In the aftermath of the worst financial crisis since the  Great Depression, the business of packaging loans into  asset-backed bonds has gotten a bad reputation. Collateralized  debt obligations cobbled together from bonds backed by subprime  mortgages may go down as one of the worst forms of financial  engineering ever.

But not all securitization is bad. It allows banks to free  up capital to provide additional lending. One reason  securitization remains in a slump is because private bond  investors remain wary after getting burnt on CDOs and because  of the dispute with banks over allegedly faulty underwriting  standards during the mortgage boom.

“There are two sides to this, which is first untangling the  mess and then the question of how do we restart securitization  and move forward,” said Chris Katopis, executive director of  the Association of Mortgage Investors, a bond investor lobby  whose members include Fortress Investment Group and DoubleLine  Capital. “There are common themes to dealing with both these  issues in terms of transparency and better representations and  warranties by banks on mortgages.”
Meanwhile, for homeowners burdened with so much debt that a  reduced mortgage won’t make much of a difference, some say it  may require the government or banks to provide rent subsidies  and possibly relocation money until those borrowers can get  back on their feet.

“We’re years late in dealing with this and that has made  the problem much worse,” said Janet Tavakoli, a Chicago-based  derivatives consultant who has been a long-time critic of the  way banks packaged and sold mortgage bonds during the housing  boom. “Entire neighborhoods are devastated and many innocent  homeowners with sound mortgages are underwater.”

Tavakoli said a fund to subsidize rents for foreclosed  borrowers could be financed “with fines, penalties and  judgments” stemming from a resolution of litigation over faulty  loan documentation. Law professor Michael Madison, who is  teaching this year at Columbia Law School and specializes in  real estate transactions, said he sees the need for the  government to step in and help out some borrowers.

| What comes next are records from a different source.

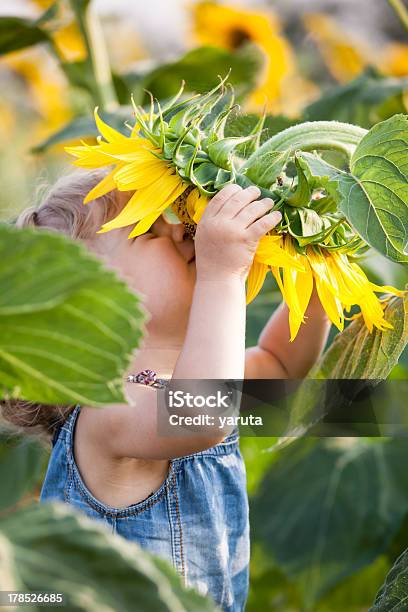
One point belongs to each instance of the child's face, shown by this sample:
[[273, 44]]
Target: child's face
[[160, 266]]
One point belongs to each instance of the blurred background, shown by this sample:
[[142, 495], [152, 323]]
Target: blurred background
[[329, 516]]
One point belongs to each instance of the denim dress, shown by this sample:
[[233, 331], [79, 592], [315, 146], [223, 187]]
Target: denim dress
[[197, 519]]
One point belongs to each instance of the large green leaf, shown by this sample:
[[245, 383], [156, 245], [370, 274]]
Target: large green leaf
[[201, 68], [68, 326], [328, 507], [393, 595], [356, 354], [21, 467], [18, 33], [377, 205], [368, 99], [85, 127], [55, 549], [374, 196]]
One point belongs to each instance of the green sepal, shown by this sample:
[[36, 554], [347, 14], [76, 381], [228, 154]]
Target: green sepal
[[205, 174], [302, 196], [224, 177], [220, 152]]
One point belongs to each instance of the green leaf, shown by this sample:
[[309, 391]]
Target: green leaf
[[377, 207], [221, 151], [357, 353], [368, 99], [328, 507], [243, 125], [55, 549], [302, 195], [374, 198], [68, 326], [22, 463], [393, 595], [84, 127], [267, 169], [18, 33]]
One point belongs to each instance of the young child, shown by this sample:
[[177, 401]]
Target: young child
[[181, 497]]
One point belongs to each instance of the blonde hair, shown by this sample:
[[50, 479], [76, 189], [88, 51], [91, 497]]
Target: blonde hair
[[61, 210]]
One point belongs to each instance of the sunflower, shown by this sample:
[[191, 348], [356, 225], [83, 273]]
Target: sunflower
[[344, 58], [340, 283], [178, 157], [231, 27]]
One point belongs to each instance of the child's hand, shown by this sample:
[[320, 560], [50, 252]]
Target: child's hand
[[229, 232]]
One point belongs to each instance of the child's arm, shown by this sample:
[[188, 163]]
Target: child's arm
[[214, 348], [276, 357]]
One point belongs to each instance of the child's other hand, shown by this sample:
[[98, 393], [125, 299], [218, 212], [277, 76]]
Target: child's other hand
[[229, 232]]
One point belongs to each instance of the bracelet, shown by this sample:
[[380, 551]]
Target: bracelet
[[148, 378]]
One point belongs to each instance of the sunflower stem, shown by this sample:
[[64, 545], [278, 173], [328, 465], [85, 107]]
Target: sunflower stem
[[98, 57], [401, 11]]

“This talk about a foreclosure moratorium is just going to  make the housing crisis worse because it disables the banks in  retrieving properties and selling them,” said Madison.
“But in  some cases, this isn’t going to get solved unless the federal  government comes in and subsidizes the borrowers.”

Of course, anything that smells like a bailout may be a  tough, if not impossible thing to sell in this political  environment. But if all parties to the mortgage mess give a  little, it might require U.S. taxpayers to chip in again.
The alternative of doing nothing and waiting for the  economy to bail out the housing market seems dim.

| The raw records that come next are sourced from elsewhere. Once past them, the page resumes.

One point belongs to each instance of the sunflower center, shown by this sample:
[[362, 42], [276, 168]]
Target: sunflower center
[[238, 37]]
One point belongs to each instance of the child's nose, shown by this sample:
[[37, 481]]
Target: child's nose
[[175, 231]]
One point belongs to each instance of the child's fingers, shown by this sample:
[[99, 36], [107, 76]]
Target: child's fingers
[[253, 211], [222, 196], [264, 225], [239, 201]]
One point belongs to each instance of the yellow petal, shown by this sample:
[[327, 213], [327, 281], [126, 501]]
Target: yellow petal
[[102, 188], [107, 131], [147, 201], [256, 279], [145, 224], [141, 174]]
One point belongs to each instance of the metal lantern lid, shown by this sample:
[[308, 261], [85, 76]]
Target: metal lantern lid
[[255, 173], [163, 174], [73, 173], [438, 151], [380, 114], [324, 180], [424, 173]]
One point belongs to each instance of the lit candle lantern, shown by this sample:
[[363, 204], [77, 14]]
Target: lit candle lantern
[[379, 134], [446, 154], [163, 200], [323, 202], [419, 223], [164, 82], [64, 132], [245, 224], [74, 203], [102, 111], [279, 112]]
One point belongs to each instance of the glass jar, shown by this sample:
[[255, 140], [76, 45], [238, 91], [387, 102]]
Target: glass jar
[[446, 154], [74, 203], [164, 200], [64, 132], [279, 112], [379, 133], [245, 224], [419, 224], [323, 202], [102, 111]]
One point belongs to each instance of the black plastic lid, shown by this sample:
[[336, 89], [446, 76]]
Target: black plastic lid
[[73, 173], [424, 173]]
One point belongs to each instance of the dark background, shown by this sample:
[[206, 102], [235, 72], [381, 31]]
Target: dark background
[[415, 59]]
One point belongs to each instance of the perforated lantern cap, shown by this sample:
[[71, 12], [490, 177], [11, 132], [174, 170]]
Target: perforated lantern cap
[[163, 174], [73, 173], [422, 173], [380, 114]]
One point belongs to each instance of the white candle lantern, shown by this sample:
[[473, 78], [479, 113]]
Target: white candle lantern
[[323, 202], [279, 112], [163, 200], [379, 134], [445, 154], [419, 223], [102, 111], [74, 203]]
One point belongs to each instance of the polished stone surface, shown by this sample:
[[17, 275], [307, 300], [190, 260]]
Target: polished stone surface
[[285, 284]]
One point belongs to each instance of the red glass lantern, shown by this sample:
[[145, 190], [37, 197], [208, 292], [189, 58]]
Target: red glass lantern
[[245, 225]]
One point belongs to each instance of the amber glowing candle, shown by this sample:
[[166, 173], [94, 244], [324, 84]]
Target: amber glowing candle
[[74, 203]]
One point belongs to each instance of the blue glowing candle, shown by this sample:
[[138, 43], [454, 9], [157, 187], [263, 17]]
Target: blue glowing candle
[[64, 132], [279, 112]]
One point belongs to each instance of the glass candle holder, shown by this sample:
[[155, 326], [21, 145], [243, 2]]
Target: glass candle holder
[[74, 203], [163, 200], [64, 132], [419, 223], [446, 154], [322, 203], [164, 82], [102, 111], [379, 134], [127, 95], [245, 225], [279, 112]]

“This high unemployment equilibrium could last for years,”  said Robert Shiller, Yale University economics professor and  co-creator of the S&P Case Shiller Index, which monitors the  nation’s housing market.
“If you are going to deal with this in the short run, you  are going to have to violate contracts,” he added. “What is  more worrisome than the recession itself is that the government  doesn’t seem to represent the people anymore.”